Acronis has every backup base covered, including ransomware protection, for businesses of all sizes.
Acronis is one of the biggest names in business data protection, and its latest Backup 12.5 suite delivers a wealth of new features, including more versatile backup options, broader platform support, and even built-in ransomware protection.
It’s a flexible option for businesses of all sizes, and is available for a wide range of operating systems, workstations, servers, mobile devices, virtual hosts and Office 365.
One key improvement for servers is virtualisation support: Acronis Backup now works with six hypervisor platforms, and can automatically convert backups to virtual machines. Acronis also defies those who've been predicting the death of tape, by adding support for standalone tape drives, autoloaders and libraries for automated archiving.
Backup 12.5 is available in standard and advanced editions; if you buy the former, you can upgrade to the latter by simply adding a new licence. The management server can also be deployed in the cloud, but this doesn't currently match all the features of the on-premises version.
It took us five minutes to install the management server on a Dell PowerEdge R740xd host running Windows Server 2016. The web console retains the slick design of the previous version, and adds a customizable dashboard with drag and drop widgets.

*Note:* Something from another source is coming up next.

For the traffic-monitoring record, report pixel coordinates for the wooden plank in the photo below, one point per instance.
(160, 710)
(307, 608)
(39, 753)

Deploying agents to Windows workstations and servers took just 90 seconds per system. Where apps such as SQL Server and Exchange are being protected, you can just select the relevant agent – the standard system agent will be intelligently deployed along with it.
A wide range of backup destinations is supported: you can choose local and network shared storage, SFTP (secure FTP) servers, tape drives or Acronis' own cloud storage service. The Advanced version allows you to install the Storage Node service on your own Windows host, which provides central resource management and is required for the deduplication service.
Your backup strategy is assembled in the form of “plans”, which bring together backup sources, applications, destinations, schedules, retention periods and encryption options. Backups default to “always incremental”, but you can change this to suit your needs; traditionalists can also choose an old-school GFS (“grandfather, father and son”) strategy.
While backups may only run to a schedule, the new anti-ransomware feature keeps a constant eye out for dubious activity; if it sees a rogue program meddling with your files, it can automatically kill the process and restore the files from the agent's service cache. We tested this by encrypting a small group of files on a test host: the agent duly stopped the process and reverted all the files back to their original state in seconds.
To test regular backup functions, we set up a 27TB NAS appliance share as our destination, along with local storage on the management server. We also configured an HPE Ultrium LTO-7 15000 SAS tape drive connected to a Windows Storage Node host, allowing it to be used as a shared backup location.
Results were excellent. When we backed up 120GB of data from a Windows Server 2012 R2 system to a NAS appliance over Gigabit Ethernet, the operation completed at an average of 204MB/sec – much faster than a direct file copy, thanks to Acronis' smart use of compression. Backing up 25GB of test data to the LTO-7 tape drive also completed at a speedy average of 150MB/sec.
Hyper-V backups are a doddle too. After loading the agent on our host server, all VMs were immediately listed in the console. No agents are needed on VMs, and we found each of our Windows 10 VMs could be backed up to the NAS share in under three minutes.
When it's time to restore files from your backups, the Instant Restore feature can very quickly convert a full system backup to a VMware or Hyper-V virtual machine for the easiest possible access. Acronis claims an RTO (recovery time objective) of as little as 15 seconds; we tested this by recovering a Windows Server 2012 R2 system backup as a Hyper-V virtual machine. The conversion took 68 seconds, and while the first boot on virtual hardware was comparatively slow, we were sitting at a functional desktop around five minutes later. That's some way short of the claimed RTO, but getting an entire Windows server fully back in action in under 7 minutes is good enough for us.
Pricing is reasonable: $85 per workstation per year, $589 per server per year (or $275 for Windows Server Essentials), $739 per virtual host per year, and $239 per year for five Office 365 mailboxes. Discounts are available if you have more seats or servers.